Bitemporal Data - SQL on Steroids

2020-11-01 on this blog

This article was originally published in Visionen Issue 5/2020, the official magazine of VIS.

Bitemporal Data - SQL on Steroids

When trying to solve problems, computer scientists tend to make up a completely different problem, of which the original problem happens to be a more or less trivial subcase (call it the Spirit of Ueli). This time, my problem was to implement a "Recent Activity" feature for a database application. While doing research I came across a rather old book ¹ from the 90s describing an inspiring technique for database modelling incidentally solving the "Recent Activity" question.

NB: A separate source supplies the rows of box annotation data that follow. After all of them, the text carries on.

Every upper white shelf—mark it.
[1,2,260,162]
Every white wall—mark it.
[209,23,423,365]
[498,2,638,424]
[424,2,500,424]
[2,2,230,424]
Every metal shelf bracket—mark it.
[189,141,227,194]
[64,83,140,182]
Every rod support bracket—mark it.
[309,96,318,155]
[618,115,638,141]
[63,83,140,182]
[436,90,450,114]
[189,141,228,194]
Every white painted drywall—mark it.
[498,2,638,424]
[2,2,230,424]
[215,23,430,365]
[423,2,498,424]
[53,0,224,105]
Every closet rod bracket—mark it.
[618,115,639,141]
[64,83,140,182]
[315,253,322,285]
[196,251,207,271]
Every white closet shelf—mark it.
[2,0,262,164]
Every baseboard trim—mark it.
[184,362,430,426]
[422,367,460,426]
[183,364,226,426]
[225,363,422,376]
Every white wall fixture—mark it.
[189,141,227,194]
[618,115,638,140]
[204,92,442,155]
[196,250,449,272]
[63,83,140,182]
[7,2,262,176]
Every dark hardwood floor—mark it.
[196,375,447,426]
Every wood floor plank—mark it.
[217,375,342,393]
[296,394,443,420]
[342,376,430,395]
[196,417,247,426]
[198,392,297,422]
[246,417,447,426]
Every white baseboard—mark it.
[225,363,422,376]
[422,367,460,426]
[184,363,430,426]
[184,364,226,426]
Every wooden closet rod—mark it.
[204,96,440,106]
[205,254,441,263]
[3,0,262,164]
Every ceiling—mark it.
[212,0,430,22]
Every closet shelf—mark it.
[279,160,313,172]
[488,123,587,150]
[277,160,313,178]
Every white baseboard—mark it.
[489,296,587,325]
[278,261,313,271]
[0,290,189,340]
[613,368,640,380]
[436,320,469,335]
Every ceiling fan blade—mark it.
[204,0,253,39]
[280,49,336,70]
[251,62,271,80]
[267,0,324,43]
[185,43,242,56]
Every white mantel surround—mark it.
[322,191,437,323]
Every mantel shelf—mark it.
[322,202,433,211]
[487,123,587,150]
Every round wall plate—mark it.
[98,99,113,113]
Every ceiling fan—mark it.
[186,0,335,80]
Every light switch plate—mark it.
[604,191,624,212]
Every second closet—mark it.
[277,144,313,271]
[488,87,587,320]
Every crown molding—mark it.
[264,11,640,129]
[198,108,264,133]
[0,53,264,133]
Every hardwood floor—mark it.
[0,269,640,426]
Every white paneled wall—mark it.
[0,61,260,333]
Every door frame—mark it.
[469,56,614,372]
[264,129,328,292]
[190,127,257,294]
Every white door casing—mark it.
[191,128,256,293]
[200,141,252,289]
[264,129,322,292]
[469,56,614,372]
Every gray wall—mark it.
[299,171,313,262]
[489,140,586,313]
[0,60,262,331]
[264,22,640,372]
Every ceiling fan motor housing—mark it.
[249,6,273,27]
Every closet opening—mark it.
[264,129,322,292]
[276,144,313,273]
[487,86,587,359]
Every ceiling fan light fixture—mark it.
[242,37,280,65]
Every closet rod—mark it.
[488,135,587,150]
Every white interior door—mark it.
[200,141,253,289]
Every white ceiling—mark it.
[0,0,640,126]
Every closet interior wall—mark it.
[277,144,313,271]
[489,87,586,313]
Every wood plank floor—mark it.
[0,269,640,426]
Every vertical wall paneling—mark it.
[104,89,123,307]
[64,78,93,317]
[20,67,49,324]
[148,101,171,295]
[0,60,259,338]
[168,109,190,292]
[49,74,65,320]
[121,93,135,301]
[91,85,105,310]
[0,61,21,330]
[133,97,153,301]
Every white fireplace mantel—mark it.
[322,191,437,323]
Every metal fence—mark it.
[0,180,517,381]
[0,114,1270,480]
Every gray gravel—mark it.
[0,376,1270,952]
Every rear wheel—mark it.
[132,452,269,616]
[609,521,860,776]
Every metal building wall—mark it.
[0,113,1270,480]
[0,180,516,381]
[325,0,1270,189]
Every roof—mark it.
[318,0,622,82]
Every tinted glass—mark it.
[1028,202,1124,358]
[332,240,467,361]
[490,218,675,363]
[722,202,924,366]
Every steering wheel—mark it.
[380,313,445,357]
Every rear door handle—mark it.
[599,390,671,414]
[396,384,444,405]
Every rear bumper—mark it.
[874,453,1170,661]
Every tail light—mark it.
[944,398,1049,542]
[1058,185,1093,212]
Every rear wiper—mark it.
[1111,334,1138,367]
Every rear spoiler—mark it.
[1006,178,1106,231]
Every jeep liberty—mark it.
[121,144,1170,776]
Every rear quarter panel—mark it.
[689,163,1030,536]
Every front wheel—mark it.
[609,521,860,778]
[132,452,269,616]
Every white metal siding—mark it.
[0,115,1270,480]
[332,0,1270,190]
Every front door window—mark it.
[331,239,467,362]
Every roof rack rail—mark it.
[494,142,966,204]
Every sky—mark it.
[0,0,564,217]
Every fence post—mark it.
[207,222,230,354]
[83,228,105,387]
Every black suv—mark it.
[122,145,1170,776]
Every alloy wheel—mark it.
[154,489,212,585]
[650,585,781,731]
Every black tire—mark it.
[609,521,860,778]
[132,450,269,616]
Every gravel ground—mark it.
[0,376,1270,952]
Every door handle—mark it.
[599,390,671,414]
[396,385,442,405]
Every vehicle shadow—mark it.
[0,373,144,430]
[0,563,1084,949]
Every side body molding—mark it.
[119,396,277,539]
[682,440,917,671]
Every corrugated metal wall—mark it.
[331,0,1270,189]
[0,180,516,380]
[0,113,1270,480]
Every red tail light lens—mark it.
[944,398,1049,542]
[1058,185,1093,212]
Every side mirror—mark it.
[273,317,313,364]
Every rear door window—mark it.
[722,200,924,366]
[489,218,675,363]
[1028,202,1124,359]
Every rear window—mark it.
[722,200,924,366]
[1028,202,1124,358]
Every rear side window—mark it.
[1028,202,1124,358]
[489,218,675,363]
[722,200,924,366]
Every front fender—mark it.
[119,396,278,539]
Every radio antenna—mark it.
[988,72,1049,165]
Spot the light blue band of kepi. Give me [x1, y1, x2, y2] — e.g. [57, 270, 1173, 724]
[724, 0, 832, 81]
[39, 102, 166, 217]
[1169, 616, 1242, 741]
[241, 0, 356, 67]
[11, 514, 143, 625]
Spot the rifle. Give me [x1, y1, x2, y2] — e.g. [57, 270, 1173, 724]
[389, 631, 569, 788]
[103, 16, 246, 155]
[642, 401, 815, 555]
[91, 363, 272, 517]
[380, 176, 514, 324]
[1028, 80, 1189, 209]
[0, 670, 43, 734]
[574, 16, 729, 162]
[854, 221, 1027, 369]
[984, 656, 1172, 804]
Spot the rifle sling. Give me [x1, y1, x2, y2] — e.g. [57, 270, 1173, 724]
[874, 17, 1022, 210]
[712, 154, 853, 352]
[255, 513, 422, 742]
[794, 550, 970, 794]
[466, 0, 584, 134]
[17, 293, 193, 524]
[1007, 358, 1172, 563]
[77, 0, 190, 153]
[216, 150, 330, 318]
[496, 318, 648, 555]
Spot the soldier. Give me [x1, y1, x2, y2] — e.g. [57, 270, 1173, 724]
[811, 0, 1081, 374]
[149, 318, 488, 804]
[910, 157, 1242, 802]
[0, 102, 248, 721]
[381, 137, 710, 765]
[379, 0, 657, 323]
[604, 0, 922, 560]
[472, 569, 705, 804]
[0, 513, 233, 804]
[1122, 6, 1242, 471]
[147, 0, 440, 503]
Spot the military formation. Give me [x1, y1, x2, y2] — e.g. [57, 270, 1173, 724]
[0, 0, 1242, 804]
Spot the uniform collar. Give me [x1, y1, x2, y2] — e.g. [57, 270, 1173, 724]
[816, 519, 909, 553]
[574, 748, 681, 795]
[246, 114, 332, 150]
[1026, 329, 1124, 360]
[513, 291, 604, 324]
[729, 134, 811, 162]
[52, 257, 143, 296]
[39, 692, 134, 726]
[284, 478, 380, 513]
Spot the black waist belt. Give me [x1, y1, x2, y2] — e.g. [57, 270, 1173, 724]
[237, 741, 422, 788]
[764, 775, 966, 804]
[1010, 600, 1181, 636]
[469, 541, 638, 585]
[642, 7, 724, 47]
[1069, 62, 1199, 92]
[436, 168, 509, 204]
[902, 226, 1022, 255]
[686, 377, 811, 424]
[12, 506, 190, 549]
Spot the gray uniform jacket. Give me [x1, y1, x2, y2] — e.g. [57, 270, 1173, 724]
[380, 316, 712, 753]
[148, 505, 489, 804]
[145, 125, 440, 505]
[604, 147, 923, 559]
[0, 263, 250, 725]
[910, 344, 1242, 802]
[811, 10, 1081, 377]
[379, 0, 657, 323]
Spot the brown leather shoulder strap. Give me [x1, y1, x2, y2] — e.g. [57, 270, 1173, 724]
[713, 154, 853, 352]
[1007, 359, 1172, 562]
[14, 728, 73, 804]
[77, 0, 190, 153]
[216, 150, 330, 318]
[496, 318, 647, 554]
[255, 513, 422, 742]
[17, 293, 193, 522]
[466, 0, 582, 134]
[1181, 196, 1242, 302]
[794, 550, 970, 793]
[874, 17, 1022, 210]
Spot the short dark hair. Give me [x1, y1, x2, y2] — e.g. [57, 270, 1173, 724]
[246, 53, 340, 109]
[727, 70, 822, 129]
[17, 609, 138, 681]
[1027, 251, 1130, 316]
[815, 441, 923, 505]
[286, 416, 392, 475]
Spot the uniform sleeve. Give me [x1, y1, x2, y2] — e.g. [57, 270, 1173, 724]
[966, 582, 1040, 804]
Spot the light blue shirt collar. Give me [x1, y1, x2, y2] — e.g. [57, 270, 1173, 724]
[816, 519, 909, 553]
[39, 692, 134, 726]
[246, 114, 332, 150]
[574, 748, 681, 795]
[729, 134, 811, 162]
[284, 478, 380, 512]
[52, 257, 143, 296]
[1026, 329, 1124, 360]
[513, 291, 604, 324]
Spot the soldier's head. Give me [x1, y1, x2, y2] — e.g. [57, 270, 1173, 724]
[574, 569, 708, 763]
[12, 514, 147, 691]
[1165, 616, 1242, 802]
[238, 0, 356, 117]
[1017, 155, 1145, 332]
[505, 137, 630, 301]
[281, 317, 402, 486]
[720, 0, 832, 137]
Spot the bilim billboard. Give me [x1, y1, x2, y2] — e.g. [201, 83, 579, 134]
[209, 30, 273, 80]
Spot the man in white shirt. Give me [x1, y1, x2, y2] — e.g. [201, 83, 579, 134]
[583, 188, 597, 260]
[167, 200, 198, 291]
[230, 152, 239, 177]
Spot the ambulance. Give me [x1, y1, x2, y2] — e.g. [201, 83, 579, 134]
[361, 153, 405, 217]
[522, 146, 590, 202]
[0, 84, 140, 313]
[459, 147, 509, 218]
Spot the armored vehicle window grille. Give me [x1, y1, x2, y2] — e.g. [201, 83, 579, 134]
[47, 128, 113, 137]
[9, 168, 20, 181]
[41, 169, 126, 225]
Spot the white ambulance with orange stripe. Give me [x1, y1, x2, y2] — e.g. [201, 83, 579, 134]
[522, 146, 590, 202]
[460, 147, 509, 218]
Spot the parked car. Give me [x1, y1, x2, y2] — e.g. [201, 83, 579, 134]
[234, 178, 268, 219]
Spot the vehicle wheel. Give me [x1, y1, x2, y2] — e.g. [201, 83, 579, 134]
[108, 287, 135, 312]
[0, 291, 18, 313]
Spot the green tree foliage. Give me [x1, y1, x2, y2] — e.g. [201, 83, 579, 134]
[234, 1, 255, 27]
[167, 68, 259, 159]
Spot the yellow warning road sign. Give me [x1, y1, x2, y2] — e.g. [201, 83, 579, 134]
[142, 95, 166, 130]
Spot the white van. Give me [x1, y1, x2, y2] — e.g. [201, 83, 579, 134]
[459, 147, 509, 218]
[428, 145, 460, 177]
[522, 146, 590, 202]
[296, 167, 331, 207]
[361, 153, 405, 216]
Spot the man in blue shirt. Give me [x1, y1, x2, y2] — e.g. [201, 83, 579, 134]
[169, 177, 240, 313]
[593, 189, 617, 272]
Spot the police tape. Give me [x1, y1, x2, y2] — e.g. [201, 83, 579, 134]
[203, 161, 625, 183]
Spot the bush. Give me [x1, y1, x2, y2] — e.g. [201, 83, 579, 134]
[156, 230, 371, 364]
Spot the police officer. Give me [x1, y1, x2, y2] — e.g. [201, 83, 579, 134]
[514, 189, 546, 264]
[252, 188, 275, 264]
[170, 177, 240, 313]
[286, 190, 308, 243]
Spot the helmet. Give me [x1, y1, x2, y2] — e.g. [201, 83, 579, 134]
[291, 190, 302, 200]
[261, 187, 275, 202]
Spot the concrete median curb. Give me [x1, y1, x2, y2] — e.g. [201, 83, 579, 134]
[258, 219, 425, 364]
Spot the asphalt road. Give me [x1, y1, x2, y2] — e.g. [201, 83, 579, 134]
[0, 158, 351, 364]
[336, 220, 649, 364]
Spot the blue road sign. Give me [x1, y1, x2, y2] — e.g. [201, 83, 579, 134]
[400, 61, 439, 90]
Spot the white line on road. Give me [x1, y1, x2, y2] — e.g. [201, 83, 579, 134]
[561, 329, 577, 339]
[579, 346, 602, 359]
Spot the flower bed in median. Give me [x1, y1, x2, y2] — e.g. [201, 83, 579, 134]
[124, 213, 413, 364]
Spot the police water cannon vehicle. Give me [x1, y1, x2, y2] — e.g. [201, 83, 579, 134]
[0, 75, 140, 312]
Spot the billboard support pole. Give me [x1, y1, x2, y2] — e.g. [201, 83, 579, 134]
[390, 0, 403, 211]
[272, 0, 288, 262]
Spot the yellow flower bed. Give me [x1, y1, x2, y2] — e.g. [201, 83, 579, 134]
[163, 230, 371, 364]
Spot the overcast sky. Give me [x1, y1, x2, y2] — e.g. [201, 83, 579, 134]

To have an illustrative data model I will partly introduce the Stocks data model ² which I develop to manage my food stock. There are FoodItems which are of a certain kind of Food and stored in a Location. In a traditional, nontemporal data model, buying a banana means a SQL insert on the FoodItem table referencing the Food "Banana" and the Location, say, "Pantry". Moving a glass of jam from the pantry to the fridge is a SQL update on the FoodItem table, changing the foreign key stored_in of the FoodItem to reference the Location "Fridge". Finally, eating a delicious bar of chocolate induces a SQL delete of the corresponding food item. So far, so DMDB.

In this model you can answer questions like "What is stored in the fridge?" or "Are there any bagels left?". If you read carefully you will note they refer to the present state of the food stock, or are so called current queries. They act on the data at the instant of "now". Questions like "For how long have we run short of chocolate?" or modelling state like "When we will have done the shopping this weekend, we will have 5 new bars of chocolate" are not possible to express in a nontemporal data model. Following the terminology from the book ¹ these are statements on the valid time of the data.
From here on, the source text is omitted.